Pressure-induced volume phase transitions in neutral and ionized N-isopropylacrylamide-water (NIPA) gels were investigated. When the pressure is increased, the gels which shrink at atmospheric pressure undergo two volume phase transitions. One is the continuous phase transition (for neutral gels) or the discontinuous phase transition (for ionized gels) from the shrunken state to the swollen state at low pressures of several tens MPa. Another is the gradual shrinking transition occurred in the high pressure region above 100 MPa. The former transition shows that the derivative of the pressure with respect to the volume at constant temperature, (∂P/∂V)T, is positive.
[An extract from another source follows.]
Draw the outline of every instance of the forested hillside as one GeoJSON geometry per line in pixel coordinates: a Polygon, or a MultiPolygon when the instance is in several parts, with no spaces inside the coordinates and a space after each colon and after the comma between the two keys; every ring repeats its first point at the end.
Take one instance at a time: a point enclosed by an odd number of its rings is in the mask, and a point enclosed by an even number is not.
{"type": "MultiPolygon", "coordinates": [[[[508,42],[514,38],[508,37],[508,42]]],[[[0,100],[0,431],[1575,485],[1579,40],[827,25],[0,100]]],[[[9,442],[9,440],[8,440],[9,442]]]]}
The results are explained by considering the pressure effects on the hydrophobic interaction. The phase transition pressure increases with increase of the temperature, and the critical pressure and temperature exist. The P–T coexistence curve resembling the evaporation curve of a liquid–gas system is obtained. These pressure-induced phase transitions are qualitatively explained by taking account of the pressure effects on the hydrophobic and hydrophilic interactions. It is assumed that the polymer solvent interaction parameter χ is a function of the pressure as well as the temperature, χ(T,P)=χ0(T)+χ1(T)P+χ2(T)P2. χ1 represents the pressure effects on the interaction between water molecules and the hydrophobic parts of NIPA, and it is responsible for the phase transition at low pressure. χ2 represents the pressure effects on the association between water molecules and the hydrophilic parts of NIPA, and it is responsible for the gradual shrinking transition at high pressure.